Comme la Chine recherchait de nouvelles opportunités de commerce et d’investissement à l’étranger, cela a entrainé un accroissement de la coopération entre la Chine et les ex-républiques soviétiques, et les Russes se sont alors mis à craindre que la Chine n’entre en compétition avec eux sur les zones d’influence dans les pays voisins. En partie pour cette raison, Moscou a initialement hésité à soutenir le projet de «Ceinture économique de la Route de la Soie» avant d’y adhérer finalement en 2014. Parallèlement, certains Chinois continuent à nourrir des griefs historiques envers la Russie. Malgré la résolution du problème de frontière, des commentateurs chinois font parfois référence de façon critique à l’annexion par le régime tsariste de près de 600’000 milles carrés (965’400 km2) de territoire chinois à la fin du XIXe siècle.

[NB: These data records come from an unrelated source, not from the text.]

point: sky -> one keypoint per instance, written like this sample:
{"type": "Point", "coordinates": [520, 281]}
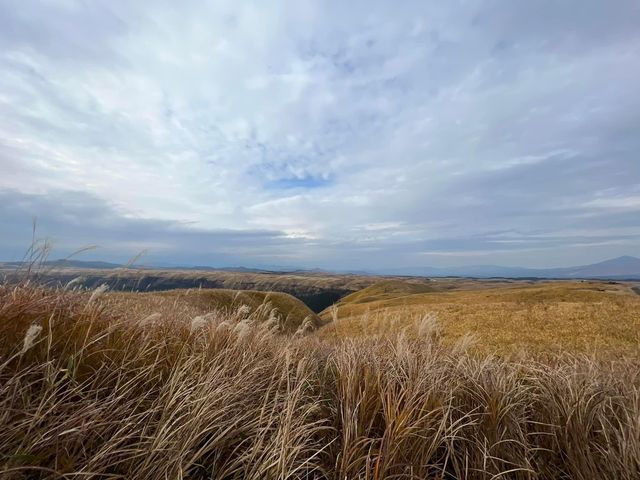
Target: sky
{"type": "Point", "coordinates": [341, 135]}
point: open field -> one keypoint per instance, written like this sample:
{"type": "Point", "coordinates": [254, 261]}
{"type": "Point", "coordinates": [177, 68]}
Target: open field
{"type": "Point", "coordinates": [590, 317]}
{"type": "Point", "coordinates": [220, 384]}
{"type": "Point", "coordinates": [317, 290]}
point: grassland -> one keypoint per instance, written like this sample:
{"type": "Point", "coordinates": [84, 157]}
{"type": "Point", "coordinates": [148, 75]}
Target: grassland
{"type": "Point", "coordinates": [588, 317]}
{"type": "Point", "coordinates": [216, 384]}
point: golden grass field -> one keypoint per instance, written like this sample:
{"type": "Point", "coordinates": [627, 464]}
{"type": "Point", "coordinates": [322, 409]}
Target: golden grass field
{"type": "Point", "coordinates": [219, 384]}
{"type": "Point", "coordinates": [588, 317]}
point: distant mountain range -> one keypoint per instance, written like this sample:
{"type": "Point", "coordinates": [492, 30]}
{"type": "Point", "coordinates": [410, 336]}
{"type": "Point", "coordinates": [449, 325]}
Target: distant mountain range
{"type": "Point", "coordinates": [625, 267]}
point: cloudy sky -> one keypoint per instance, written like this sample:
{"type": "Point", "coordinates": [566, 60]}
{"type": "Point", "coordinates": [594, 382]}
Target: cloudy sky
{"type": "Point", "coordinates": [329, 134]}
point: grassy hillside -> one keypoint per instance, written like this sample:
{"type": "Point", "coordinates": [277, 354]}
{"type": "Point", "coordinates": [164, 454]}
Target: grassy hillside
{"type": "Point", "coordinates": [88, 389]}
{"type": "Point", "coordinates": [290, 312]}
{"type": "Point", "coordinates": [316, 290]}
{"type": "Point", "coordinates": [576, 316]}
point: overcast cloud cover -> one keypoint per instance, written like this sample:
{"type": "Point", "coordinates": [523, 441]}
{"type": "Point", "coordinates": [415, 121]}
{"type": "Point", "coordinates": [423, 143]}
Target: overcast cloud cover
{"type": "Point", "coordinates": [322, 134]}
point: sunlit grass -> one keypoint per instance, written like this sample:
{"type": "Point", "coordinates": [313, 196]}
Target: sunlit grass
{"type": "Point", "coordinates": [88, 391]}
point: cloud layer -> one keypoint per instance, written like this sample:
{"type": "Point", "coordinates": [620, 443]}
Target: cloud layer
{"type": "Point", "coordinates": [332, 134]}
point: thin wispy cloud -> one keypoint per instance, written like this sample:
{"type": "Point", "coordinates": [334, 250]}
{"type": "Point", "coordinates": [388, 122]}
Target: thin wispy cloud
{"type": "Point", "coordinates": [332, 134]}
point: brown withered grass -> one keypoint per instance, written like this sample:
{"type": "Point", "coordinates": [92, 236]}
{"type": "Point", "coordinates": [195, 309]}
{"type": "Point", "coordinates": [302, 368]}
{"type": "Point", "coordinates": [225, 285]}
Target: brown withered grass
{"type": "Point", "coordinates": [585, 317]}
{"type": "Point", "coordinates": [85, 392]}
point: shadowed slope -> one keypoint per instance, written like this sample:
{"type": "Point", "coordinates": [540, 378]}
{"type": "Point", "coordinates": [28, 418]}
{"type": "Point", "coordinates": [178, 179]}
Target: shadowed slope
{"type": "Point", "coordinates": [290, 311]}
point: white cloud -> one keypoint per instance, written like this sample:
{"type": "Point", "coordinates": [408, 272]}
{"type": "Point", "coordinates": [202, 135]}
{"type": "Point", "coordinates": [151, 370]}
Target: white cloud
{"type": "Point", "coordinates": [343, 123]}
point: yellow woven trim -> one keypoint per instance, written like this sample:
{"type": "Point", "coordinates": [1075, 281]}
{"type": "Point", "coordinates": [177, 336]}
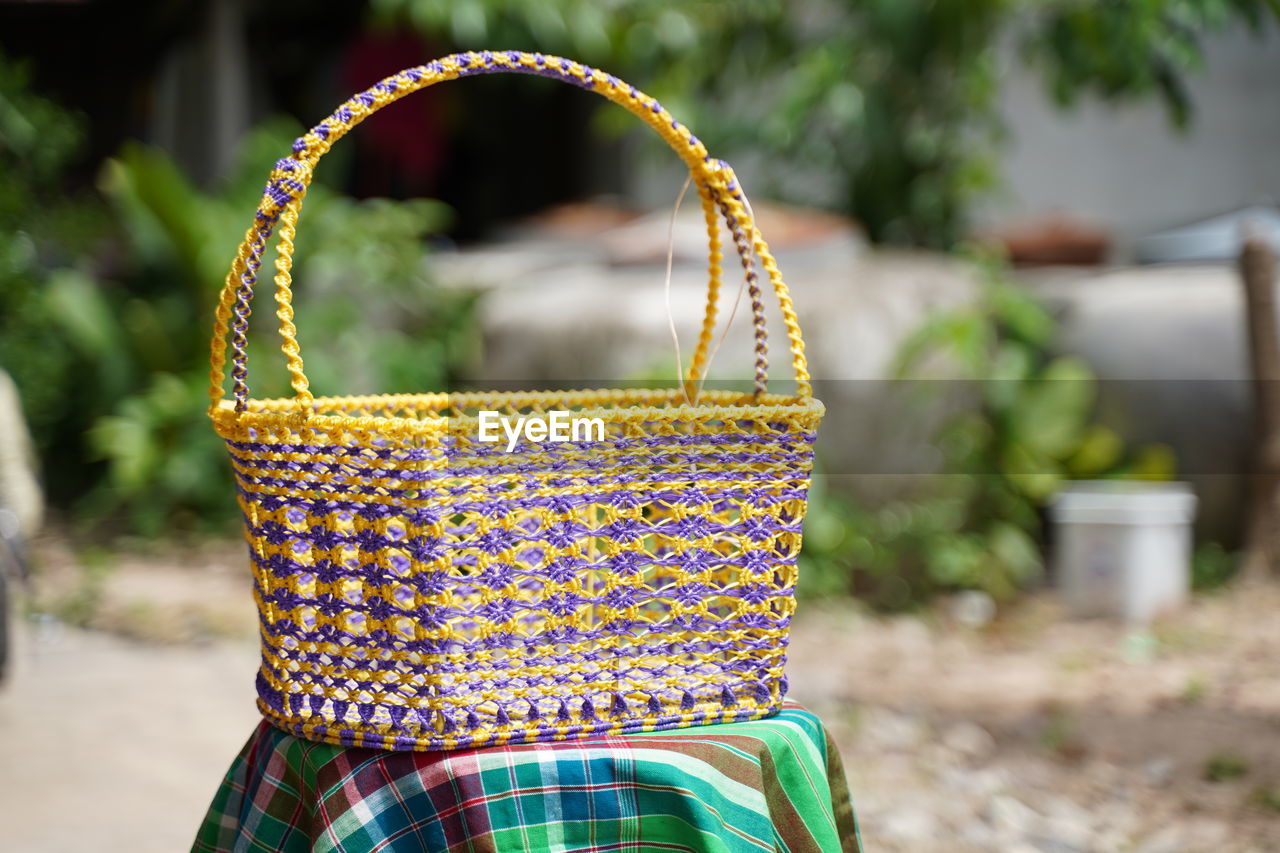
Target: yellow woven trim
{"type": "Point", "coordinates": [383, 738]}
{"type": "Point", "coordinates": [433, 419]}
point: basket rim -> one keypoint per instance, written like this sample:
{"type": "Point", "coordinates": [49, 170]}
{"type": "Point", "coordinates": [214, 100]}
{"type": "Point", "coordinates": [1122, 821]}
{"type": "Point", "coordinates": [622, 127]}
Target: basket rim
{"type": "Point", "coordinates": [630, 405]}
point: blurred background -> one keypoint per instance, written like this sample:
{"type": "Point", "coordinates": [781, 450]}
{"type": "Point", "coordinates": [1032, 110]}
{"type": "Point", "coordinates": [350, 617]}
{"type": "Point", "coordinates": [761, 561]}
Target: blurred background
{"type": "Point", "coordinates": [1032, 246]}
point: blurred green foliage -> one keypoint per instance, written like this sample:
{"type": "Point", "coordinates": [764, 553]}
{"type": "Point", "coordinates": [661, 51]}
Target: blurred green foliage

Cependant, ces différences ne corroborent guère la spéculation occidentale selon laquelle Pékin et Moscou s’éloigneraient l’une de l’autre. Cette théorie est apparue sporadiquement dans les commentaires occidentaux durant les deux dernières années à mesure que les relations de la Russie avec les Etats-Unis et la Communauté européenne se détérioraient suite aux crises syrienne et ukrainienne. Toutefois, malgré quelques divergences, la Chine et la Russie partagent la volonté de développer solidement leurs relations bilatérales et comprennent qu’elles doivent se donner la main afin d’atteindre la sécurité nationale et le développement. Leur coopération est favorable à l’équilibre du système international et peut faciliter le règlement de certains problèmes internationaux. Parfois ils sont d’accord; parfois ils ne le sont pas. Mais ils sont capables de reconnaître et de gérer leurs désaccords tout en continuant à étendre les zones de consensus. Comme le ministre des Affaires étrangères chinois Wang Yi l’a remarqué, la relation sino-russe offre une nouvelle approche de la conduite des relations extérieures et présente un modèle dont pourraient s’inspirer d’autres Etats.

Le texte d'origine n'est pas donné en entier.